トップろっぽうフィールド日記>このページ

里山のチョウ


オオムラサキ (タテハチョウ科)
午前中は田んぼの学校のスタッフ活動。今回は川遊び*。アクリル水槽にカメラ
を入れて魚眼レンズで撮ったけど、レンズが密着しないので壁面の反射が写り
こむのが調子悪い。でも、雰囲気は狙い通り。

午後から近所の里山に登る。ずいぶん久しぶりにこの山に入る。山麓のお堂の
周囲には獣除けの金網が張り巡らされ、サンシチソウがいつもどおりに迎えて
くれた。竹やぶの谷は荒れ放題。ヌタ場に向かう獣道が登山路と区別できない
ほどだ。尾根に出ると、アベマキの樹液にはカナブン*が集まっていた。

山頂*は整備が進み、北西の展望が素晴らしくなった。六方田んぼを見下ろす絶
好の展望台だ。この風景をバックにキアゲハ*ヒメアカタテハ*を撮ってみる。
標高200mの山頂は山城跡。お地蔵さんの上にスジクワガタ*がいた。

ここまで登ってきたのはオオムラサキに会うためだ。

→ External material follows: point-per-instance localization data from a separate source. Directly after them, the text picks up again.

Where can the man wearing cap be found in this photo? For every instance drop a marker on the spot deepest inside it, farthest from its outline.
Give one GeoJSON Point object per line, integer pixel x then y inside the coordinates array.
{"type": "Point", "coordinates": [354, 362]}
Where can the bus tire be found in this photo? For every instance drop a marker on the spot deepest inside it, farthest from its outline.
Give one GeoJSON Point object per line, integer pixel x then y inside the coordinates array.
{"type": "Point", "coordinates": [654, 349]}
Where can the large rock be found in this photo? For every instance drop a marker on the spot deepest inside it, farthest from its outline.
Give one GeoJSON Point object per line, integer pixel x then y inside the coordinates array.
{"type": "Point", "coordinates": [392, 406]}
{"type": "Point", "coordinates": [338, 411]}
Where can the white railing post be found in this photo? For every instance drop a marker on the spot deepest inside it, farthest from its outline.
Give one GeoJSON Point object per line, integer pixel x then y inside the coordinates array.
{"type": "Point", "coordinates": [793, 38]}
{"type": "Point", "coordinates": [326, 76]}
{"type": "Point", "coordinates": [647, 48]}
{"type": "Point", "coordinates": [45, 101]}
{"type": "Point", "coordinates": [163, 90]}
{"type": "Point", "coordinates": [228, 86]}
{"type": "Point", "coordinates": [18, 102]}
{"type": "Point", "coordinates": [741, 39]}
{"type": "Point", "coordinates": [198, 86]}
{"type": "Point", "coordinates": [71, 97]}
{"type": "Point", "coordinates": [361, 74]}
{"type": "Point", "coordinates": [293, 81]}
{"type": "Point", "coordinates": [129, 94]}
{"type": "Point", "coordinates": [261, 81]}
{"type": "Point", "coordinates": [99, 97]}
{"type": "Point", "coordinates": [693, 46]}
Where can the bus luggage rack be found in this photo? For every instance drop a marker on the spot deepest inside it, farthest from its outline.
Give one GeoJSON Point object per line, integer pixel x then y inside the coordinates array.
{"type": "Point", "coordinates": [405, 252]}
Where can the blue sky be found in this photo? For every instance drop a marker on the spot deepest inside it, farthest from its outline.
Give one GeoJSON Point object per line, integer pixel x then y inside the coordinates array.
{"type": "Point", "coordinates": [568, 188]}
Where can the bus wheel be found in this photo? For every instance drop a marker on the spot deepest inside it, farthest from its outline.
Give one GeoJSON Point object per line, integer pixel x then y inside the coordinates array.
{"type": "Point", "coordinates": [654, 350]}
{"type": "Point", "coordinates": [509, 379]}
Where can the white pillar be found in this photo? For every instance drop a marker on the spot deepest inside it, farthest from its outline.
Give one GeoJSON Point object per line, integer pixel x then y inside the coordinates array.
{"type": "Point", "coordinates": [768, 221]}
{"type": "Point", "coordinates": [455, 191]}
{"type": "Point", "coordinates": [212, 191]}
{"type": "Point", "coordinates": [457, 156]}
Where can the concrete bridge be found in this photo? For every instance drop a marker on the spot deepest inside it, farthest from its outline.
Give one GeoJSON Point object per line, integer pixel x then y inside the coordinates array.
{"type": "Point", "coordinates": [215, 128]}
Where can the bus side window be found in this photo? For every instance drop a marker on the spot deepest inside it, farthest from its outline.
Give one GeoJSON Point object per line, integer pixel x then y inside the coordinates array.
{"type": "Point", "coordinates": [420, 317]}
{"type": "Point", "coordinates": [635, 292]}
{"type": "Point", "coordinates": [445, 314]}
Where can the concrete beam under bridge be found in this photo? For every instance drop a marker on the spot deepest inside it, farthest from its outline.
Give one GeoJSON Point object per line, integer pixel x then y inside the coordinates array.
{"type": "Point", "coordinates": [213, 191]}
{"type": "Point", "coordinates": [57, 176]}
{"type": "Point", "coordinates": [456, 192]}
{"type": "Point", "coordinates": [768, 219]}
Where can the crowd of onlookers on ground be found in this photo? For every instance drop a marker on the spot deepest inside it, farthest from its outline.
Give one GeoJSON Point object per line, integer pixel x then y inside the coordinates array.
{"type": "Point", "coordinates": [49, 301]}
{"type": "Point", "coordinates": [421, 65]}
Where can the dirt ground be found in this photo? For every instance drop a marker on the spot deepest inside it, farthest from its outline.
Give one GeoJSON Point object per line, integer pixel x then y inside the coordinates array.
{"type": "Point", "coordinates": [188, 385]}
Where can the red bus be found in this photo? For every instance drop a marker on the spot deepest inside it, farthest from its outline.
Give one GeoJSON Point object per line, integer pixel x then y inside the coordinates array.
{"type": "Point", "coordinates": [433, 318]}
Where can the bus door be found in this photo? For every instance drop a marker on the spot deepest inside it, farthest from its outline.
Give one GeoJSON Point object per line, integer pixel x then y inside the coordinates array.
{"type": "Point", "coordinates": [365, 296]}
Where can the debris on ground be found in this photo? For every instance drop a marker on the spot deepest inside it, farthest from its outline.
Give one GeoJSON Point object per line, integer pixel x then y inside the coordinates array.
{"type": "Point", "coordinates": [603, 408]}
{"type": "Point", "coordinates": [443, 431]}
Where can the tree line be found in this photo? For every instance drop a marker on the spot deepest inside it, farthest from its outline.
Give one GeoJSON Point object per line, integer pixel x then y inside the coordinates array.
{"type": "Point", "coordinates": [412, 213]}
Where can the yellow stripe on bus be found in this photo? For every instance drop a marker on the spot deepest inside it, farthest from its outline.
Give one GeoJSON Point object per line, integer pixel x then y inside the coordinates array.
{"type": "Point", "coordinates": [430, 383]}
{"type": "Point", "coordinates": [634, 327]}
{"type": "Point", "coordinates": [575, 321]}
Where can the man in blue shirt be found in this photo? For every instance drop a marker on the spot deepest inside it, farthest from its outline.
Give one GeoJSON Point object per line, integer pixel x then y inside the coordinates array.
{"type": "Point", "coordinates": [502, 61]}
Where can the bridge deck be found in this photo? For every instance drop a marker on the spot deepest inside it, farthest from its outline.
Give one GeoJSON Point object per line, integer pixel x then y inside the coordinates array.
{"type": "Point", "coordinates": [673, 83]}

しばらくぶりだが、ちゃ
んと居てくれた。夕方が近づくにつれ、チョウの活動が活発になる。オオムラ
サキは占有行動が強く、他のチョウがテリトリに入り込むと一目散に追い散ら
すのだ。見晴らしのよい枝先にこのような姿勢で見張りを続ける。丸まった葉
に両脚をしっかり広げて踏ん張り、翅は全開にしないでこのような形にして高
速スクランブル発進に備えている。

光が足りなくなってきたので、ストロボも試してみた。ヒノキで開翅したカッ
トと下からのアップ。ターゲットはしっかり写るが、ストロボ光が場の雰囲気
をスポイルしてしまうので、使い方も良し悪しである。

風がよく通る山頂には、様々なチョウが飛んでくる。(ミヤマ)カラスアゲハ、
モンキアゲハ、アオスジアゲハ、キアゲハなどが優雅に飛び、ヒカゲチョウも
地味に草の合い間を飛んだ。この日、オオムラサキは5頭ほどいたのだろう。
他の蝶の追尾もさることながら、オオムラサキ同士の激しいバトルも展開され
た。ときには上空のツバメに反応して全速で追いかけて行ったし、観察を続け
る私の帽子めがけて飛び込んできた。バサバサという大きな翅音を立てて追い
かけ回す大きな飛翔姿は、他の蝶とは違う生き物をも感じさせる。

あきることなくオオムラサキの観察を続けていると6時のチャイムが聞こえて
きた。ヒグラシの声が高まり、鹿の甲高い声が時おり響く森を駆け足で下って
里に戻った。

山頂整備はありがたいが、オオムラサキやタマムシの食草であるエノキは伐採
せずに残しておいてもらいたい。里山を代表する美しい国蝶オオムラサキが、
私たちのふるさとでいつまでも飛んでいられるように。